Develop a time-series plot to analyze your texting traffic and habits within the Apple ecosystem using Python and SQL.
制定时间序列图,以使用Python和SQL分析Apple生态系统内的短信流量和习惯。
(Introduction)
During winter break I came across two somewhat hidden features of my Mac that led me into a rabbit hole of data querying and analysis. I was able to access a hidden database of my text messages (i.e. iMessage) by using SQLite3 in terminal. This meant a lot for me; I could visualize and analyze my data to identify texting habits and hopefully learn something about myself.
寒假期间,我遇到了Mac的两个隐藏功能,这些功能使我陷入了数据查询和分析的困境。 通过在终端中使用SQLite3,我能够访问我的短信(即iMessage)的隐藏数据库。 这对我来说意义重大。 我可以可视化和分析我的数据以识别发短信的习惯,并希望从中学到一些自己的知识。

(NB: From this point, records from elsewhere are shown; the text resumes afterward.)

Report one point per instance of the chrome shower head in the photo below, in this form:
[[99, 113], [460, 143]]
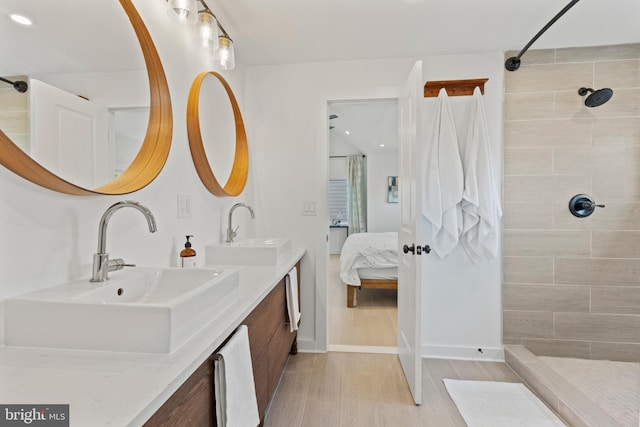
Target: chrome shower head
[[597, 97]]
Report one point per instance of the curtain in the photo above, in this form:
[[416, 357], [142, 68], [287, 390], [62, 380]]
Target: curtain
[[357, 193]]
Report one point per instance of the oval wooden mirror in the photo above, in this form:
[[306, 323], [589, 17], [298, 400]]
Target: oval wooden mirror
[[240, 168], [153, 152]]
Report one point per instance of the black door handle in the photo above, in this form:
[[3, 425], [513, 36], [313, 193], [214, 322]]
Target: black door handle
[[417, 250]]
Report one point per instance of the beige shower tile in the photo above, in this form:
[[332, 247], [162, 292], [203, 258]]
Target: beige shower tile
[[528, 161], [545, 188], [572, 161], [598, 53], [550, 78], [528, 106], [535, 56], [614, 216], [624, 103], [558, 348], [597, 271], [527, 216], [615, 299], [597, 327], [623, 159], [546, 243], [527, 270], [616, 131], [614, 188], [566, 298], [617, 74], [622, 352], [546, 133], [527, 324], [616, 244]]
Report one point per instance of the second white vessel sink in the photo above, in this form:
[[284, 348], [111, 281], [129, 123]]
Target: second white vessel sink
[[149, 310], [254, 251]]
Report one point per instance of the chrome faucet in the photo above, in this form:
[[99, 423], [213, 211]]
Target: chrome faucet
[[231, 233], [101, 263]]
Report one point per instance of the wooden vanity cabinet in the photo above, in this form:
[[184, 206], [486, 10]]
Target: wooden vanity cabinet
[[270, 341]]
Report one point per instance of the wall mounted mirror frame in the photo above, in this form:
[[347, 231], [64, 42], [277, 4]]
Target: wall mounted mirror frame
[[240, 169], [154, 150]]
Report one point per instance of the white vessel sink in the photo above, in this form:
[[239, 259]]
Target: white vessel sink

Below are the steps I took to get to the following graph, using SQLite3 and Python with the seaborn library. This was a fun learning experience and I recommend trying it out. Actual code files can be found on GitHub:
下面是使用SQLite3和Python和seaborn库获取下图的步骤。 这是一次有趣的学习经历,我建议您尝试一下。 实际的代码文件可以在GitHub上找到 :
Chat.db
聊天室
This article introduces the hidden chat database within macOS. There’s one issue though — the database is inaccessible as is. You have to use something else to read and manipulate the data. But this discovery means so much to someone who is learning data analysis.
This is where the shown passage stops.